A driver in a car traveling at a speed of 21.8m/s sees a cat 101 m away on the road. How long will it take for the car to accelerate uniformly to a stop in exactly 99m?

To determine how long it will take for the car to come to a stop, we can use the equations of motion. Let's define the variables: - Initial velocity, \( u = 21.8 \, \text{m/s} \) - Final velocity, \( v = 0 \, \text{m/s} \) (the car eventually stops) - Displacement, \( s = 99 \, \text{m} \) First, we can use the following kinematic equation that relates these variables: \[ v^2 = u^2 + 2as \] Where: - \( a \) is the acceleration (which will be negative since the car is decelerating).

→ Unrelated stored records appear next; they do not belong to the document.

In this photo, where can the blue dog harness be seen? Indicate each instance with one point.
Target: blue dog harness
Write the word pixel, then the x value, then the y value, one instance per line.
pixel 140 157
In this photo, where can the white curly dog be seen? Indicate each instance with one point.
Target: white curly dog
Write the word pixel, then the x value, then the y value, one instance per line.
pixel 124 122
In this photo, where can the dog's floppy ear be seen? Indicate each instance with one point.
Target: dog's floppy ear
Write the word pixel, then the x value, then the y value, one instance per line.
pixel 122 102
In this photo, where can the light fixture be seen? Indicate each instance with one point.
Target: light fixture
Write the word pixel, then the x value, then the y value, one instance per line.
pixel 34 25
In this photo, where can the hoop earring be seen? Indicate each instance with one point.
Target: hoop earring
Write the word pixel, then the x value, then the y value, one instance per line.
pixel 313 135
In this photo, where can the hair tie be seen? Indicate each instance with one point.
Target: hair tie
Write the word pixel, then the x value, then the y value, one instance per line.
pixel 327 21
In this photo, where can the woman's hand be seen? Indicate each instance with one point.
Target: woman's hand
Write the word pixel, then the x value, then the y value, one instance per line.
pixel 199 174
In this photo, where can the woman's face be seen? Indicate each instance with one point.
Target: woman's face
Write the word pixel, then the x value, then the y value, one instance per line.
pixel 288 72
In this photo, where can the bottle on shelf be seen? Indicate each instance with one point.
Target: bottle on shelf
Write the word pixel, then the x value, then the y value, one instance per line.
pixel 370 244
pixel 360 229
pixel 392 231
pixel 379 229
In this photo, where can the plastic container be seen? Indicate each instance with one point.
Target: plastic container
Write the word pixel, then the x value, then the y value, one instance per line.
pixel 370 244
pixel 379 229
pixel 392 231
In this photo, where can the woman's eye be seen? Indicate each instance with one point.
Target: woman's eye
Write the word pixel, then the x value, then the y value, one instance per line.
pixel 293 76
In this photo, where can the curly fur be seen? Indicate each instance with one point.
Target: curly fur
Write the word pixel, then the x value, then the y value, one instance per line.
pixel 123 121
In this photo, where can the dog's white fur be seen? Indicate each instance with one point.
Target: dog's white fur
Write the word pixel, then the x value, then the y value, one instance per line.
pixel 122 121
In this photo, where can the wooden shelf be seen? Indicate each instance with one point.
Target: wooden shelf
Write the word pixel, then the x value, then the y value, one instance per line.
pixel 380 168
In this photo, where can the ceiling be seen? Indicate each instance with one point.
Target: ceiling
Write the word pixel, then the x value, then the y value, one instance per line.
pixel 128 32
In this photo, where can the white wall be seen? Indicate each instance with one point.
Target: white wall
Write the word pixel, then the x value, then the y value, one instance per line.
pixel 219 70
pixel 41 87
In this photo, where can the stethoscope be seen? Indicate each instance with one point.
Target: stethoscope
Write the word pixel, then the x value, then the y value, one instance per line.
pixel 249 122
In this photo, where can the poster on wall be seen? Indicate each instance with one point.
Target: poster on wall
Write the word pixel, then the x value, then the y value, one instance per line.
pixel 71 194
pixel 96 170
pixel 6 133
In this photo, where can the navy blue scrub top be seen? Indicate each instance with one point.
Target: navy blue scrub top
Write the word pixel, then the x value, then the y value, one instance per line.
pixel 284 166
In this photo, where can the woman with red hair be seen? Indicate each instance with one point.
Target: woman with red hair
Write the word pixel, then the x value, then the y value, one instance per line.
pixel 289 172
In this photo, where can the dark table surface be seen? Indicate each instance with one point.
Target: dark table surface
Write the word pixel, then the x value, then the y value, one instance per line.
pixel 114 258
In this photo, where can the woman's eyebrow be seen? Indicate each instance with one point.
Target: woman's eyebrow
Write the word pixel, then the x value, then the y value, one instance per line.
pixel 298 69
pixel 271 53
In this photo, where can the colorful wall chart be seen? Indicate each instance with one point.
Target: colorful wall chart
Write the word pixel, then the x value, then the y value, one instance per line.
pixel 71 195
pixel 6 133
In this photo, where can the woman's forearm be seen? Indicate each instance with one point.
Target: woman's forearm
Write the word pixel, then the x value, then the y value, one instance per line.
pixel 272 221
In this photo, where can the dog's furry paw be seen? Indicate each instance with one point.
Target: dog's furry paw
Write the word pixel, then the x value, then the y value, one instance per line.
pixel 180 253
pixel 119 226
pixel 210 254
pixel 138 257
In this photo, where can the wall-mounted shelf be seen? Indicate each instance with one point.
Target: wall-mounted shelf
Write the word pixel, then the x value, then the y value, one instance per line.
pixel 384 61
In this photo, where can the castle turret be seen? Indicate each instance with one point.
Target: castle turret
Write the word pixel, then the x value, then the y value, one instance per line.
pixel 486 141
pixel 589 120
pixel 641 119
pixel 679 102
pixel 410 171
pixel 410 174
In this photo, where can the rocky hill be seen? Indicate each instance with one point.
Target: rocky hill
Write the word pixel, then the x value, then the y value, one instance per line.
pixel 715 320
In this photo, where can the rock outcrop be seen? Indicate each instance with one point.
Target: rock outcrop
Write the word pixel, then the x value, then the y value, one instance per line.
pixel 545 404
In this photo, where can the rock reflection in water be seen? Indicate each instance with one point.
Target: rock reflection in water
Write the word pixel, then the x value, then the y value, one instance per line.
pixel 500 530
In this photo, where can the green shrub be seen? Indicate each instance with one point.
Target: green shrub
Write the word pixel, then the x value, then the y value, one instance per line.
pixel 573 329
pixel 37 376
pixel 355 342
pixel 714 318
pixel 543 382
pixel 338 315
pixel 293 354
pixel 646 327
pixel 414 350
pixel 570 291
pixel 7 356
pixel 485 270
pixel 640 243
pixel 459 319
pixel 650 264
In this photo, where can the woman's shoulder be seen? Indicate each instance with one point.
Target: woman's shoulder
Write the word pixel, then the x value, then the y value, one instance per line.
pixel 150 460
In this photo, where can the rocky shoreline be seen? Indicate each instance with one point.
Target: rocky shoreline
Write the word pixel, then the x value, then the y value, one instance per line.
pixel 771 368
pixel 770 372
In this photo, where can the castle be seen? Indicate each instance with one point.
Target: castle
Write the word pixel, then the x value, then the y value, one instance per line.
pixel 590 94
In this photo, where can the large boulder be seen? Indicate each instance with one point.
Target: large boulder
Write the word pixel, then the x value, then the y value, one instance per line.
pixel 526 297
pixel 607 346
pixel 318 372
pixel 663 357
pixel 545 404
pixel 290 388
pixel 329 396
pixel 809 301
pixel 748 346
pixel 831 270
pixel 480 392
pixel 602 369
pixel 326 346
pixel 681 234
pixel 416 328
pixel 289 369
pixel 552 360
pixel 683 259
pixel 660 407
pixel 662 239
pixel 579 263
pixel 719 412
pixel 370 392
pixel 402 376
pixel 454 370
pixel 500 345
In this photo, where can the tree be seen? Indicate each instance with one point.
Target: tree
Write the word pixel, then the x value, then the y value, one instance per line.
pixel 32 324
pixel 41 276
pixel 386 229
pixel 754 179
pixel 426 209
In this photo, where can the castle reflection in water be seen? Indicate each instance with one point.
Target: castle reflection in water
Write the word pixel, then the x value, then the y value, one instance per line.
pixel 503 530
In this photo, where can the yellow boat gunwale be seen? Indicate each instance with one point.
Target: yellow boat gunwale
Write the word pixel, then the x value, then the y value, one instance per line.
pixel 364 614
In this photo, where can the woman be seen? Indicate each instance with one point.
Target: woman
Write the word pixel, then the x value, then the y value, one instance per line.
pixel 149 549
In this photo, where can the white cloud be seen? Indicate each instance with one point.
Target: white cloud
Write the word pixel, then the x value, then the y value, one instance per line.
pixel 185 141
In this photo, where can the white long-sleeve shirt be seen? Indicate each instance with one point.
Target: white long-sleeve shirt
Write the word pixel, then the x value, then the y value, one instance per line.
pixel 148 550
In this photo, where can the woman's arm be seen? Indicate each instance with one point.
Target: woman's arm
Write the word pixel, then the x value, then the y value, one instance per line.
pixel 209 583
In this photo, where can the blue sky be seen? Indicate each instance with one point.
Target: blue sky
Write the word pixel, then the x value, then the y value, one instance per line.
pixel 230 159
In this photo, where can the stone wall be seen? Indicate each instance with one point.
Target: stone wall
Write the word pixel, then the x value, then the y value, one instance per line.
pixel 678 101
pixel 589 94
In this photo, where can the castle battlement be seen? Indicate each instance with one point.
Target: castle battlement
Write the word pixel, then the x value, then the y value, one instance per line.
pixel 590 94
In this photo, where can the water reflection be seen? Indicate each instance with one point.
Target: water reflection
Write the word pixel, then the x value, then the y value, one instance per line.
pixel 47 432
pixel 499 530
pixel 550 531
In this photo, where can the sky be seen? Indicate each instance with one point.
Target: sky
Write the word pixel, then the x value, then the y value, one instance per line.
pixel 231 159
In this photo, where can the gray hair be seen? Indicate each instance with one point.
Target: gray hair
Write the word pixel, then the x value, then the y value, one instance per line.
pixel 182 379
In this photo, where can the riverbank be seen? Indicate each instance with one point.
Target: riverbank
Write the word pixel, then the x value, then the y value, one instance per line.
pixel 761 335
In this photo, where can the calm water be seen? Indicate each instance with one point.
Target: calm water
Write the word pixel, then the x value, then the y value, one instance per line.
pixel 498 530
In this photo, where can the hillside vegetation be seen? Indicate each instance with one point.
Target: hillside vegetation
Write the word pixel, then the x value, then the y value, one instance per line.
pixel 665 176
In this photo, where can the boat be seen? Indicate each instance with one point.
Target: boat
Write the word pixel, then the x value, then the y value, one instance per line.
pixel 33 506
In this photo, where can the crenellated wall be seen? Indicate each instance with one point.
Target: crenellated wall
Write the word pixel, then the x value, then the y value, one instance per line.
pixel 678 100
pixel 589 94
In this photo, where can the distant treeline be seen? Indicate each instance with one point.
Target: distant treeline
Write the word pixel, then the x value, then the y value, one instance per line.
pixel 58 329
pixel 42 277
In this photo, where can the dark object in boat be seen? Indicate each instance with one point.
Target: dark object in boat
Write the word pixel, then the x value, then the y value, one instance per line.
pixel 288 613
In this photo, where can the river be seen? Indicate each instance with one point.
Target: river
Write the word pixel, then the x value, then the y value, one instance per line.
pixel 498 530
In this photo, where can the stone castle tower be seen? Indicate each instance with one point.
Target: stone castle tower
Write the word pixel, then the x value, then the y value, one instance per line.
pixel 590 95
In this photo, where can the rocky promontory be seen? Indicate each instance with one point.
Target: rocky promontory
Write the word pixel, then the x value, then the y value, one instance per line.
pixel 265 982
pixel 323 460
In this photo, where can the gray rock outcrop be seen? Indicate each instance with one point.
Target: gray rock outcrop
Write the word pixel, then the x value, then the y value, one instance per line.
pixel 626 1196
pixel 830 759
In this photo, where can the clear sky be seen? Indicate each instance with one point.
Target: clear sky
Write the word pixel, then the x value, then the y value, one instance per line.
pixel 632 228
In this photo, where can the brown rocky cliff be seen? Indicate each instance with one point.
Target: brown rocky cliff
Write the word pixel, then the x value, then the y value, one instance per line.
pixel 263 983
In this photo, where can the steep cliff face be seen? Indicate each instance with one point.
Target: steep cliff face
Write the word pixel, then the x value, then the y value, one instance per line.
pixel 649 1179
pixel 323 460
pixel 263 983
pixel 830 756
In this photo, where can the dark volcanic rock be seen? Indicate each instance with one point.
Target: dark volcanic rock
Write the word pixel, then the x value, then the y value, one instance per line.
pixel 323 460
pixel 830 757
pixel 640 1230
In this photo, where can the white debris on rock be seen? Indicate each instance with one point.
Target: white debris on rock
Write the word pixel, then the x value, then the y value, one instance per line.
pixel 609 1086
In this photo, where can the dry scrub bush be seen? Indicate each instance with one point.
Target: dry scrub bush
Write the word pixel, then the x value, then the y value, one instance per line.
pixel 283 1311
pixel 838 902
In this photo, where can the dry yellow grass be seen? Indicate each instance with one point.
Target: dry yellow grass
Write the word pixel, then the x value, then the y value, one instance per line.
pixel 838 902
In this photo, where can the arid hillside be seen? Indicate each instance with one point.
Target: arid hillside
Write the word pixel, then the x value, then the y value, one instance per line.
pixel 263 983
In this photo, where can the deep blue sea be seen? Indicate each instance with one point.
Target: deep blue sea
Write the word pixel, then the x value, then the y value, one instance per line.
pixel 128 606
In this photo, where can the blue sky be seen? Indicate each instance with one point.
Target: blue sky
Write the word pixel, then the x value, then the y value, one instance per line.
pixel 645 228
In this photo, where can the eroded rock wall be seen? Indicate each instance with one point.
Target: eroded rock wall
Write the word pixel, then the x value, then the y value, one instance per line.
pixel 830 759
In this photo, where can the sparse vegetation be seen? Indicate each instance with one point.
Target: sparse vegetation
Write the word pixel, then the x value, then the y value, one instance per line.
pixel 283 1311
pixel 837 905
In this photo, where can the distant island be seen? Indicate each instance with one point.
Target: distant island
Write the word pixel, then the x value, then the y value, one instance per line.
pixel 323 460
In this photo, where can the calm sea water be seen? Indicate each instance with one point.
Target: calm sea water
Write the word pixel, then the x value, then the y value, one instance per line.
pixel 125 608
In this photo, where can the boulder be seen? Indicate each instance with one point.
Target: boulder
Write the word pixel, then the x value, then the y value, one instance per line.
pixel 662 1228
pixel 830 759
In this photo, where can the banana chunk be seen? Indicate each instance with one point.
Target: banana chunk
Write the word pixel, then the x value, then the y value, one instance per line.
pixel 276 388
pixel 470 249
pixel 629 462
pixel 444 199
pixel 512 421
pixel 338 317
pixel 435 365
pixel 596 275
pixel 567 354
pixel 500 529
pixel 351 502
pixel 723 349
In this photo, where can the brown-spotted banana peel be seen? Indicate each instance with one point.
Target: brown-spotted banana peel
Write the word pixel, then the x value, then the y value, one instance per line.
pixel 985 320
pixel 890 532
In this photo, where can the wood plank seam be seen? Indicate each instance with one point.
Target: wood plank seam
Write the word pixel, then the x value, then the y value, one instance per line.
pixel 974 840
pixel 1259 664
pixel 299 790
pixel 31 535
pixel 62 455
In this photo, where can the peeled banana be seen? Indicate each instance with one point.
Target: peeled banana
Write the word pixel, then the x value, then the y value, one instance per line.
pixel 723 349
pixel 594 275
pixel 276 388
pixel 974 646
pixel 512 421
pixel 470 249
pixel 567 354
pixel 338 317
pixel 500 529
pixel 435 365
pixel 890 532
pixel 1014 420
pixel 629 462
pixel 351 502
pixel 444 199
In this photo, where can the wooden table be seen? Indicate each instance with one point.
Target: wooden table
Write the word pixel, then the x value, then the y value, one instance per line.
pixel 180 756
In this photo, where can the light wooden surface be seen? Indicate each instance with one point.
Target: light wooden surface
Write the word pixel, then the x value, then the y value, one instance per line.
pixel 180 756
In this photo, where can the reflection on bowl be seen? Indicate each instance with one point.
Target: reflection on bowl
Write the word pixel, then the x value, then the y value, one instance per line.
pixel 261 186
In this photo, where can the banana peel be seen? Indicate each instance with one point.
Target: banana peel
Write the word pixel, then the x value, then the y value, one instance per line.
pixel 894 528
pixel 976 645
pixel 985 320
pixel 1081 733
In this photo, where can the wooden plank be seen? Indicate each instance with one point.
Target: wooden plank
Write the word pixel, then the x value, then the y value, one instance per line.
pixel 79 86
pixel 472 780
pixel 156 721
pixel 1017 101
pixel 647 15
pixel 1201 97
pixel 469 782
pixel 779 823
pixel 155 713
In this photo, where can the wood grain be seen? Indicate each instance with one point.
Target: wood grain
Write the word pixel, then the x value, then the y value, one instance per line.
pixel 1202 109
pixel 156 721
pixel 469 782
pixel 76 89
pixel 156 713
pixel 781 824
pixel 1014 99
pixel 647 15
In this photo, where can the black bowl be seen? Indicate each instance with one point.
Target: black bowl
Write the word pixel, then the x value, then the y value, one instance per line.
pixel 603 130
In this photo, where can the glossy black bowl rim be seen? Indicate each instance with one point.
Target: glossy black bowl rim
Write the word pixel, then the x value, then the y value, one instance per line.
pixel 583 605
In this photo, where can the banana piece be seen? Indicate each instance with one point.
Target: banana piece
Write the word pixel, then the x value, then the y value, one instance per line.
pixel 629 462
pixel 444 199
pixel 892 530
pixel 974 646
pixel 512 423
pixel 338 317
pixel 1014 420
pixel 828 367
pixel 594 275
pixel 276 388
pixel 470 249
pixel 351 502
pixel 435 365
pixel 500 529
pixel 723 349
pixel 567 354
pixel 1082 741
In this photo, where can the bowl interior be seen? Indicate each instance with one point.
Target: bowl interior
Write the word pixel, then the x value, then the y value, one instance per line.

Substituting in the known values: \[ 0 = (21.8)^2 + 2a(99) \] Calculating \( 21.8^2 \): \[ 21.8^2 = 475.24 \] So the equation becomes: \[ 0 = 475.24 + 198a \] Rearranging gives: \[ 198a = -475.24 \] Solving for \( a \): \[ a = \frac{-475.24}{198} \approx -2.40 \, \text{m/s}^2 \] Now we can find the time \( t \) it takes to stop using the first equation of motion: \[ v = u + at \] Substituting in our known values: \[ 0 = 21.8 + (-2.40)t \] Solving for \( t \): \[ 2.40t = 21.8 \] \[ t = \frac{21.8}{2.40} \approx 9.08 \, \text{s} \] Thus, it will take approximately **9.08 seconds** for the car to accelerate uniformly to a stop over the distance of 99 meters.